KPMG recommends steps to bolster cybersecurity in the COVID-19 era
Hackers are jumping on the COVID-19 pandemic to exploit global uncertainty
The outbreak of Covid-19 poses a challenge to many businesses across the globe, also impacting information security as ill-wishing threat actors actively seek to exploit the situation. With the increasing use of remote technology and employees working from home, it is crucial that cybersecurity is included in contingency planning and has the attention of the Board.
Since the worldwide outbreak of Covid-19, there has been an increase in malware using the virus itself as the bait. Cybercriminals try to take advantage of global uncertainty and disruption with additional phishing, online scams and malware installed via Covid-19 heatmaps and social media campaigns, according to KPMG in Saudi Arabia.
In light of these insights, Ton Diemont, the firm’s Head of Cybersecurity in Saudi Arabia, recommends steps to best prepare for the current threat landscape for Chief Information Officers (CIOs) and Chief Information Security Officers (CISOs) in order to offer a solution to protect employees that are working from home.
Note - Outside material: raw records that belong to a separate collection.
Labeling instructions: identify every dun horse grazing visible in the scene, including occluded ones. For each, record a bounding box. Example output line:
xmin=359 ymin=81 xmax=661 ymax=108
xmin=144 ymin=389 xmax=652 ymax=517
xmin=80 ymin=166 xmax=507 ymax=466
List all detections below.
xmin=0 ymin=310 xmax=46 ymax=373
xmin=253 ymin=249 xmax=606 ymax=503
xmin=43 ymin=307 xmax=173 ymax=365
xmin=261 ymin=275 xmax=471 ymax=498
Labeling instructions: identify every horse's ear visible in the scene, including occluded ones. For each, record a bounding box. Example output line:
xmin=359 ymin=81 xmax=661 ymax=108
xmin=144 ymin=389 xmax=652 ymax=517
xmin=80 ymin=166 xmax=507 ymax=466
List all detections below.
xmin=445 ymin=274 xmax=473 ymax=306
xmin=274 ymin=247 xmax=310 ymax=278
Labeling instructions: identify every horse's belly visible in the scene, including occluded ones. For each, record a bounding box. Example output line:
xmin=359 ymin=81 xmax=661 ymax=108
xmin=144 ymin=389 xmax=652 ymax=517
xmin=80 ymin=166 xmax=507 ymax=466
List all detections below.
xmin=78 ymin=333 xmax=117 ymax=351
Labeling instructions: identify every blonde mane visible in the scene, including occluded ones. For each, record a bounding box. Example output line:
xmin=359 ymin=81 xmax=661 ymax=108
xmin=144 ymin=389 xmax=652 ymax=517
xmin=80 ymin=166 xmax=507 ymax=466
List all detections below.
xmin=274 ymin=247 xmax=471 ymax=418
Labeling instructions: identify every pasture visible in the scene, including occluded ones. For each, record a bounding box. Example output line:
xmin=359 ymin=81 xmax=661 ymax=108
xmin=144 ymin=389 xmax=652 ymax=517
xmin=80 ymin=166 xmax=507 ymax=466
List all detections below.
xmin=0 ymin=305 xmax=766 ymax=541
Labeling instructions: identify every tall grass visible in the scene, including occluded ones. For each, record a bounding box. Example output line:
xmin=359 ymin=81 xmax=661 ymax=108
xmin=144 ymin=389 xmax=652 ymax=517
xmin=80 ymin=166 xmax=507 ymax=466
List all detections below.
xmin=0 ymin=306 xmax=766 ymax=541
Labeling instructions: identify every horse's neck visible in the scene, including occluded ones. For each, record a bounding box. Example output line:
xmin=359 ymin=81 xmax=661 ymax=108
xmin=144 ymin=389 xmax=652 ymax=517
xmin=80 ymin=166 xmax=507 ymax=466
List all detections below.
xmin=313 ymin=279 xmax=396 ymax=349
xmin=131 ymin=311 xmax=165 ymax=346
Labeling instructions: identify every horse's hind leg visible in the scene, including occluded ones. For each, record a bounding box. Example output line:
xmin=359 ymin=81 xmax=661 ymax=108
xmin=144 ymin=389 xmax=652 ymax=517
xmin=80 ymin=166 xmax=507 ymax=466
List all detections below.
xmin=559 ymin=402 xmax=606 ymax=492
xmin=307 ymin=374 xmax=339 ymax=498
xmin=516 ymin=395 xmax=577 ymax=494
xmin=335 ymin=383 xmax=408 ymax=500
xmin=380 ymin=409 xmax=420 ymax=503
- Ensure to inform your employees how they can work securely and safely, and how they should handle situations in case of doubts
- Make sure the employees are aware of what the protocol is in case of incidents or doubts
- Ensure your helpdesk is fully operational
- Be vigilant for phishing emails or whaling (i.e. phishing attacks which specifically target your CxO level)
- Ensure that you as CIO and CISO are included in business decisions related to the crisis. Therefore, be part of the crisis management organization and demonstrate your added value as a trusted advisor, as security measures will be challenged or relaxed during the crisis
- Above all, think in solutions, not in bottlenecks
"Organizations that want to protect themselves from these types of crisis must ensure to incorporate these types of scenarios in their periodic risk assessments at board and operational level. No one can deny that the likelihood of this threat is insignificant or nihil and that investments to deal with, or avoid, these risks will be wisely applied by senior management," asserts Diemont.
As a result of Covid-19, most of the increased spending for companies can be traced back to increased demand of infrastructure and tools/software to support staff that are working from home and has been implemented on short notice. Other cost centers are IT helpdesk facilities and staff.
These additional security measures that were implemented hastily may turn out to be more expensive than under normal circumstances, believes Diemont, adding that these measures can be re-evaluated when business returns to normal.
"While the Covid-19 pandemic will significantly impact businesses, the current view of, unfortunately, most senior management is that cybersecurity is merely seen as a cost center rather than a business enabler or business saver. Hence, cybersecurity is critical to collective resilience and must be considered foundational," he concluded.